E’ stata inaugurata lo scorso 12 novembre, nella splendida area museale di Palazzo Venier dei Leoni, la retrospettiva che la Collezione Peggy Guggenheim dedica a Tancredi Parmeggiani (1927 –1964) attraverso una ricca selezione di opere che ripercorre la produzione del pittore di Feltre.

La prestigiosa area museale veneziana dedicata all’Arte del Novecento, di proprietà della Fondazione Guggenheim (che gestisce gli omonimi musei di New York e di Bilbao) celebra, dopo oltre sessant’anni, l’atteso ritorno del pittore che conobbe il successo internazionale grazie a Peggy Guggenheim, la mecenate americana di stanza a Venezia, che lo accolse sotto la propria ala protettiva organizzando, proprio a Palazzo Venier dei Leoni, una sua mostra personale nel 1954 e sponsorizzando la sua opera, oltreoceano, presso i più prestigiosi musei americani.

L'esposizione di oltre novanta opere che ricostruisce il breve, ma intenso, percorso artistico di Tancredi, ha visto rientrare in Italia molte delle opere che la facoltosa collezionista, nella sua intensa operazione di sponsorizzazione dell’artista, aveva donato, tra gli altri musei, al MoMa di New York e al Brooklyn Museum, e che oggi affiancheranno i dipinti del pittore già di proprietà della ricca collezione veneziana.

Il percorso espositivo rappresenta una raffinata e attenta ricostruzione dell’evoluzione della poetica tancrediana:

  • i dipinti figurativi della prima ora;
  • le sperimentazioni astratte della fine degli anni ’40, influenzate dall'ammirazione per Kandinskij e dai contatti parigini con l’ambiente cubista;
  • i dipinti degli anni ‘50 che videro l’adesione di Tancredi al movimento spazialista;
  • le opere degli anni ’60 (che precedettero la sua morte prematura) in cui l’artista rivide criticamente la propria Arte la quale, complici la sua forte tensione emotiva nei confronti delle vicende politiche di quegli anni e la conoscenza dell’opera di Munch, testimoniano un ritorno alla figura che appare però, adesso, deformata da una visione espressionista della sua pittura e, tutto sommato, della sua stessa esistenza.

Visione che culminerà, difatti, nel tragico epilogo del suicidio dell’artista, all’età di 37 anni.

La mostra antologica dedicata a Tancredi e la Collezione Permanente del Peggy Guggenheim

“La mia arma contro l’atomica è un filo d’erba”, espressione con cui Tancredi reagisce alle vicende dolorose di quegli anni (dal Vietnam alla guerra fredda sovietico-americana), rappresenta il titolo di questa mostra antologica.

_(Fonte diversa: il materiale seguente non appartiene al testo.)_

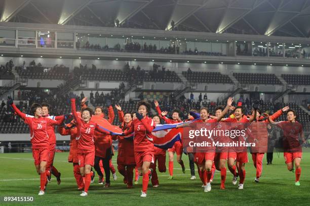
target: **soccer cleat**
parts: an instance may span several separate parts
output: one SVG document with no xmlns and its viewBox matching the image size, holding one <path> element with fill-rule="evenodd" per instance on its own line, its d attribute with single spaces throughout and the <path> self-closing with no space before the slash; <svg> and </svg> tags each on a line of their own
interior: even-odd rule
<svg viewBox="0 0 310 206">
<path fill-rule="evenodd" d="M 93 171 L 91 171 L 91 173 L 92 173 L 91 179 L 91 184 L 93 184 L 94 181 L 95 181 L 95 173 Z"/>
<path fill-rule="evenodd" d="M 182 172 L 183 172 L 183 173 L 185 174 L 185 166 L 184 166 L 184 165 L 182 165 Z"/>
<path fill-rule="evenodd" d="M 56 177 L 56 179 L 57 180 L 57 184 L 58 185 L 60 185 L 60 183 L 61 182 L 61 180 L 60 180 L 60 176 L 61 175 L 61 174 L 60 173 L 59 173 L 59 175 L 58 175 L 58 176 L 57 177 Z"/>
<path fill-rule="evenodd" d="M 141 190 L 141 195 L 140 195 L 141 197 L 146 197 L 146 193 L 143 192 L 142 190 Z"/>
<path fill-rule="evenodd" d="M 234 185 L 236 185 L 237 184 L 238 178 L 238 177 L 237 176 L 234 176 L 234 178 L 232 178 L 232 184 Z"/>
<path fill-rule="evenodd" d="M 102 180 L 102 176 L 99 175 L 99 180 L 98 181 L 98 184 L 103 184 L 103 181 Z"/>
<path fill-rule="evenodd" d="M 83 191 L 82 192 L 82 194 L 81 194 L 80 195 L 80 196 L 82 196 L 83 197 L 85 197 L 85 196 L 87 196 L 87 195 L 88 195 L 88 194 L 87 193 L 87 192 L 85 192 L 84 191 Z"/>
<path fill-rule="evenodd" d="M 113 173 L 113 180 L 116 181 L 118 179 L 118 177 L 116 176 L 116 172 L 115 173 Z"/>
<path fill-rule="evenodd" d="M 196 176 L 195 175 L 192 176 L 191 177 L 190 177 L 190 179 L 191 180 L 196 180 Z"/>
<path fill-rule="evenodd" d="M 207 183 L 207 185 L 205 187 L 204 191 L 206 192 L 210 192 L 211 191 L 211 183 L 208 182 Z"/>
<path fill-rule="evenodd" d="M 38 194 L 37 194 L 39 195 L 44 195 L 44 194 L 45 194 L 45 192 L 44 192 L 44 191 L 43 190 L 40 190 L 40 191 L 39 192 Z"/>
</svg>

Curata da Luca Massimo Barbero la mostra, inaugurata lo scorso 12 novembre, chiuderà i battenti il 13 marzo 2017.

Sarà possibile visitarla durante i normali orari di apertura del Guggenheim e, segnatamente, tutti i giorni, escluso il martedì, dalle ore 10.00 alle 18.00. Il museo rimarrà chiuso il 25 dicembre.

L’ingresso consentirà di visitare oltre all'esposizione temporanea dedicata all'arte di Tancredi, anche la Collezione permanente del museo veneziano che annovera, tra i tanti capolavori delle avanguardie europee ed americane del ventesimo secolo, opere dei cubisti Picasso, Braque e Léger, del futurista Severini, degli astrattisti Kandinskj, Klee e Mondrian, dei surrealisti Magritte, Dalì, Mirò ed Ernst.

I biglietti, acquistabili pure online, hanno il costo di 15 euro. Sono previste riduzioni per gli over 65 e per gli studenti under 26, mentre l’ingresso è gratuito per i bambini fino a 10 anni.